The partnership option is increasingly attractive, at least to banks, because it provides a shortcut to cutting-edge technology without the time and expense of developing an in-house platform.
“Banks building everything on their own risk creating an experience that customers don’t want,” says Donahue. “Working with fintechs to create a platform they can license can reduce that risk.”
“Cooperation is more difficult in areas where fintechs overlap and compete for the same clients,” Hillman adds. “Some banks decide to license such technologies and white-label them to their customer segment, so there is more cooperation and co-creation in that area. But it is expensive.”
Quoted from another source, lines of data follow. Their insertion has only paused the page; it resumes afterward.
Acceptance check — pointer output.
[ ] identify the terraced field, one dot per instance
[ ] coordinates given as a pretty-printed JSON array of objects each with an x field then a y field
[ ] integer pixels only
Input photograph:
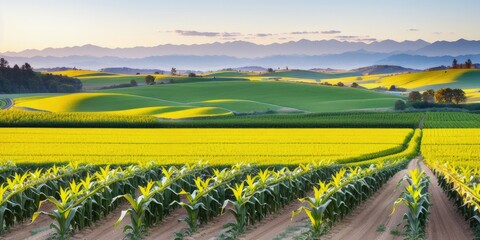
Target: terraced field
[
  {"x": 213, "y": 99},
  {"x": 218, "y": 146}
]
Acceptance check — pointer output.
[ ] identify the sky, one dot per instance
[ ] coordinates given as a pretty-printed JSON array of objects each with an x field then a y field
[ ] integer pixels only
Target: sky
[{"x": 34, "y": 24}]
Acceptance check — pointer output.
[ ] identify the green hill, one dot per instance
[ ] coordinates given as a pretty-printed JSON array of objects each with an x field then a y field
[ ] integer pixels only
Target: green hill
[{"x": 306, "y": 97}]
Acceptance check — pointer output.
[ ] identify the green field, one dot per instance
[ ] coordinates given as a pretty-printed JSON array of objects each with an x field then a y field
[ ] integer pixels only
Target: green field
[
  {"x": 302, "y": 97},
  {"x": 213, "y": 99}
]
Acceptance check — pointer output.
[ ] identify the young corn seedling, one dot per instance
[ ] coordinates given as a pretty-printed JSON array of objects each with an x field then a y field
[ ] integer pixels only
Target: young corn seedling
[
  {"x": 317, "y": 205},
  {"x": 142, "y": 212},
  {"x": 416, "y": 198}
]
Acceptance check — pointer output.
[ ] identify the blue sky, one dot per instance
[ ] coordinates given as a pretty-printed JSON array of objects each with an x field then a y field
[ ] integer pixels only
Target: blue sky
[{"x": 38, "y": 24}]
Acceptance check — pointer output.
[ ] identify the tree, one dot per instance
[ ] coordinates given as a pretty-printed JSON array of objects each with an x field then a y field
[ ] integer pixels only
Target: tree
[
  {"x": 455, "y": 63},
  {"x": 444, "y": 95},
  {"x": 27, "y": 67},
  {"x": 149, "y": 80},
  {"x": 458, "y": 96},
  {"x": 3, "y": 63},
  {"x": 400, "y": 105},
  {"x": 427, "y": 97},
  {"x": 468, "y": 64},
  {"x": 414, "y": 96},
  {"x": 431, "y": 92}
]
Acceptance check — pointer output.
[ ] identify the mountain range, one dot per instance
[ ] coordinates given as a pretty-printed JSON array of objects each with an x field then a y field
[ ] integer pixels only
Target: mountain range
[{"x": 300, "y": 54}]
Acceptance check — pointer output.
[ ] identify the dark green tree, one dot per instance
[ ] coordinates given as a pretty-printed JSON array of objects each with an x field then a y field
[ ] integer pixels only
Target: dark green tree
[{"x": 414, "y": 96}]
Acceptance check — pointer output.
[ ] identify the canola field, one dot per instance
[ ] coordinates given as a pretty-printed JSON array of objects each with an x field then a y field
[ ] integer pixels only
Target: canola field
[
  {"x": 459, "y": 146},
  {"x": 180, "y": 146}
]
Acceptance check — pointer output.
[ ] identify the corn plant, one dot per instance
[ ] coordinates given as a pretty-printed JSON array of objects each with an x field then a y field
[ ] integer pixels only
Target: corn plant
[
  {"x": 22, "y": 193},
  {"x": 161, "y": 193},
  {"x": 416, "y": 198},
  {"x": 79, "y": 202},
  {"x": 268, "y": 192},
  {"x": 333, "y": 200},
  {"x": 63, "y": 215},
  {"x": 201, "y": 204}
]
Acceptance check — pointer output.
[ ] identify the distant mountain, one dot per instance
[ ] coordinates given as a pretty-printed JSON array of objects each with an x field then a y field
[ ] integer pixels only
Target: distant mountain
[
  {"x": 349, "y": 60},
  {"x": 423, "y": 62},
  {"x": 125, "y": 70},
  {"x": 382, "y": 69},
  {"x": 235, "y": 49},
  {"x": 205, "y": 63},
  {"x": 250, "y": 69},
  {"x": 442, "y": 48}
]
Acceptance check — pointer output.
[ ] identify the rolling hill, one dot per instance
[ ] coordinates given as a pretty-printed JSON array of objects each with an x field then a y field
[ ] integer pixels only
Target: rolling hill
[{"x": 213, "y": 99}]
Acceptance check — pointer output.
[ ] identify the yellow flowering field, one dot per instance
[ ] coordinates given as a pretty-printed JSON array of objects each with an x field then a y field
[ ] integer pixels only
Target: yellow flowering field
[
  {"x": 179, "y": 146},
  {"x": 452, "y": 145}
]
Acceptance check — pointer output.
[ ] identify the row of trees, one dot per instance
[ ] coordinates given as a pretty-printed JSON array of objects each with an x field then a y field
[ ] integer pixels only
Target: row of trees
[
  {"x": 467, "y": 65},
  {"x": 22, "y": 79},
  {"x": 443, "y": 95}
]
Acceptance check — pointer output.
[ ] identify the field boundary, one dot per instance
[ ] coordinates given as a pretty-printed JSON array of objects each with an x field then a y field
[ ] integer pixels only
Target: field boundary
[{"x": 8, "y": 103}]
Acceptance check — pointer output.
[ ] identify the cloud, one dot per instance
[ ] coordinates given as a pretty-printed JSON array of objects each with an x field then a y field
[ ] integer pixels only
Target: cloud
[
  {"x": 331, "y": 32},
  {"x": 304, "y": 32},
  {"x": 263, "y": 35},
  {"x": 197, "y": 33},
  {"x": 367, "y": 39},
  {"x": 189, "y": 33},
  {"x": 347, "y": 37}
]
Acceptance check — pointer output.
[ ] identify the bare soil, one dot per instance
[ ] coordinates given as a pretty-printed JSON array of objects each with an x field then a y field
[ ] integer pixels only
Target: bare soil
[
  {"x": 366, "y": 218},
  {"x": 104, "y": 228},
  {"x": 444, "y": 221},
  {"x": 40, "y": 229},
  {"x": 167, "y": 228}
]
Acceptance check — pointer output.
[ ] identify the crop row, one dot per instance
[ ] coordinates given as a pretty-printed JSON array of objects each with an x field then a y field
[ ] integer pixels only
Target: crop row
[
  {"x": 18, "y": 118},
  {"x": 218, "y": 146}
]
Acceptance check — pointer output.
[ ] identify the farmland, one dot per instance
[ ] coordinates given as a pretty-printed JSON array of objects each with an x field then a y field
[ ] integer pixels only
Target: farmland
[
  {"x": 214, "y": 98},
  {"x": 218, "y": 146}
]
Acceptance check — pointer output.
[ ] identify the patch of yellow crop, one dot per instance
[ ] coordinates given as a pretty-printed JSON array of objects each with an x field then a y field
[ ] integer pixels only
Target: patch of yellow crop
[
  {"x": 195, "y": 112},
  {"x": 451, "y": 145},
  {"x": 64, "y": 103},
  {"x": 76, "y": 73},
  {"x": 179, "y": 146},
  {"x": 175, "y": 112},
  {"x": 473, "y": 95}
]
An era of mass co-creation
This begs an important question: what’s in it for the fintechs? In some instances, they approach banks to co-create a new offering. A fintech might create an amazing consumer-facing app, for example, but it could lack the necessary banking infrastructure for it to work. For such back-end services, they can reach a deal with banks to create a successful model.
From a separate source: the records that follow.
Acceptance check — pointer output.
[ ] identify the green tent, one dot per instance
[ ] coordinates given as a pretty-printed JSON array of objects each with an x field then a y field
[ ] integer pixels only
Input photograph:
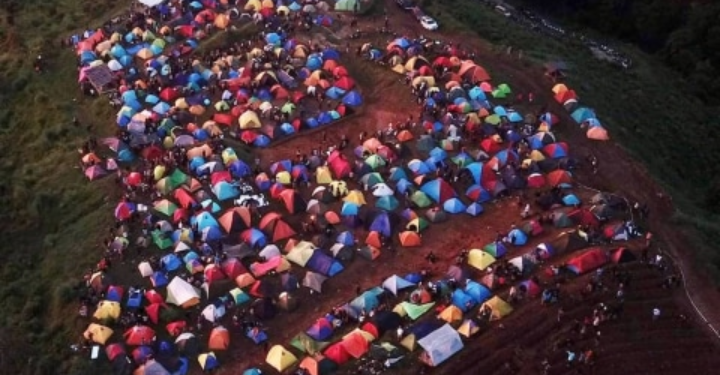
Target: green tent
[
  {"x": 347, "y": 5},
  {"x": 306, "y": 344},
  {"x": 178, "y": 178},
  {"x": 414, "y": 311},
  {"x": 420, "y": 199},
  {"x": 161, "y": 240}
]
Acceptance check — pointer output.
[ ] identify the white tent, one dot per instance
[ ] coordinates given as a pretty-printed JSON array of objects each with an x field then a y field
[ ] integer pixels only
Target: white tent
[
  {"x": 441, "y": 344},
  {"x": 395, "y": 283},
  {"x": 213, "y": 313},
  {"x": 151, "y": 3},
  {"x": 181, "y": 293}
]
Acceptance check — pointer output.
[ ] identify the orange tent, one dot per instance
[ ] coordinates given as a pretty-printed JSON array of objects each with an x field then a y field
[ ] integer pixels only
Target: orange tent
[
  {"x": 373, "y": 239},
  {"x": 558, "y": 177},
  {"x": 139, "y": 335},
  {"x": 244, "y": 280},
  {"x": 355, "y": 344},
  {"x": 410, "y": 239},
  {"x": 219, "y": 339},
  {"x": 405, "y": 136},
  {"x": 235, "y": 220}
]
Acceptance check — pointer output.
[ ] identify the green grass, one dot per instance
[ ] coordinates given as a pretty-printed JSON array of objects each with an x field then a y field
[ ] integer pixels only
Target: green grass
[
  {"x": 51, "y": 216},
  {"x": 649, "y": 110}
]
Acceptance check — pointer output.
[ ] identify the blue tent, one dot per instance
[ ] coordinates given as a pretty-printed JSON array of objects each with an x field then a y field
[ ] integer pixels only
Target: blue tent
[
  {"x": 203, "y": 220},
  {"x": 517, "y": 237},
  {"x": 223, "y": 190},
  {"x": 159, "y": 279},
  {"x": 320, "y": 331},
  {"x": 387, "y": 203},
  {"x": 349, "y": 209},
  {"x": 239, "y": 169},
  {"x": 462, "y": 300},
  {"x": 353, "y": 99},
  {"x": 261, "y": 141},
  {"x": 334, "y": 93},
  {"x": 346, "y": 238},
  {"x": 323, "y": 264},
  {"x": 454, "y": 206},
  {"x": 571, "y": 200},
  {"x": 381, "y": 224},
  {"x": 477, "y": 291},
  {"x": 474, "y": 209},
  {"x": 170, "y": 262}
]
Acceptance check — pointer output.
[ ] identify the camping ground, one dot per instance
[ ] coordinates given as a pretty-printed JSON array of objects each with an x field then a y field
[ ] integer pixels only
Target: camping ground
[{"x": 54, "y": 217}]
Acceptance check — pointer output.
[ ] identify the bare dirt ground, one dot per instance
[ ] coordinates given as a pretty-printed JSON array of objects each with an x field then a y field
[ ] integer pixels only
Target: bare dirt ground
[{"x": 631, "y": 345}]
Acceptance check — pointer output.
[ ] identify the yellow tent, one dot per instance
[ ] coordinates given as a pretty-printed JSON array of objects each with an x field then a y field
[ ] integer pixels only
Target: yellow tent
[
  {"x": 145, "y": 54},
  {"x": 499, "y": 308},
  {"x": 598, "y": 133},
  {"x": 356, "y": 197},
  {"x": 399, "y": 69},
  {"x": 280, "y": 358},
  {"x": 559, "y": 88},
  {"x": 255, "y": 5},
  {"x": 107, "y": 310},
  {"x": 97, "y": 333},
  {"x": 430, "y": 81},
  {"x": 480, "y": 259},
  {"x": 283, "y": 177},
  {"x": 451, "y": 314},
  {"x": 323, "y": 175},
  {"x": 222, "y": 21},
  {"x": 536, "y": 155},
  {"x": 409, "y": 342},
  {"x": 283, "y": 10},
  {"x": 249, "y": 120},
  {"x": 203, "y": 359},
  {"x": 468, "y": 328},
  {"x": 365, "y": 334}
]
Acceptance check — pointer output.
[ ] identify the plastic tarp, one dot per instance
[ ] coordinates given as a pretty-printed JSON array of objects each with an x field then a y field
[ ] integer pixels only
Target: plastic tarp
[{"x": 441, "y": 344}]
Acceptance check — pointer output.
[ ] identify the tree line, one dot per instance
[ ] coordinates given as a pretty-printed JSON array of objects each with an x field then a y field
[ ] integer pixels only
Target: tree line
[{"x": 683, "y": 34}]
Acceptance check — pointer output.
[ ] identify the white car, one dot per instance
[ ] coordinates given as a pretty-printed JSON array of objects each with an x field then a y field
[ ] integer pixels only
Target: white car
[{"x": 428, "y": 23}]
In its efforts to offer fintechs new pathways to scale-up operations, WNS recently launched FINSIBLE, a modular suite of banking solutions designed to enable fintechs to efficiently manage, streamline, and scale operations. By partnering with WNS, fintechs can co-create solutions that deliver robust operational control and governance, cost optimisation, regulatory compliance, and fast-track digital transformation. Fintechs can create the technology stack while WNS provides the people strength that a sponsor bank’s back office typically delivers.
Partnering opportunities abound, so could we soon see the dawn of an era of mass co-creation?
“To some degree, I think that it is time for this to happen,” believes Donahue. “We’ve got modular technology, and people are using the same platforms. There will always be a stage when the channel through which companies serve their customers must be unique and provide a competitive advantage, so I don’t think that can be co-created. But it makes sense for banks to use more common platforms rather than building their own. You can’t keep building proprietary technologies.”
“I think that in five or seven years from now, everything will look different in terms of how financial services, in general, are consumed, or products are offered,” says Hillman. “These days, you don’t even need your card anymore; you tap your phone. Soon there will be a huge change in the front end, while behind the scenes, there will be more cooperation, with everything being tied together.”
Banks will have to play to their strengths to make these co-creation efforts work. Incumbents enjoy brand recognition, are seen as safe custodians for deposits and have the scale to reach a large customer base. Also, they have a broader range of products and services than any fintech can offer.
“Fintechs can eliminate the friction for two or three products, but they can’t provide the entire banking experience,” notes Donahue.
Marry the agility of fintechs with the stability and product range of legacy banks, and you might just be looking at the future of the banking industry.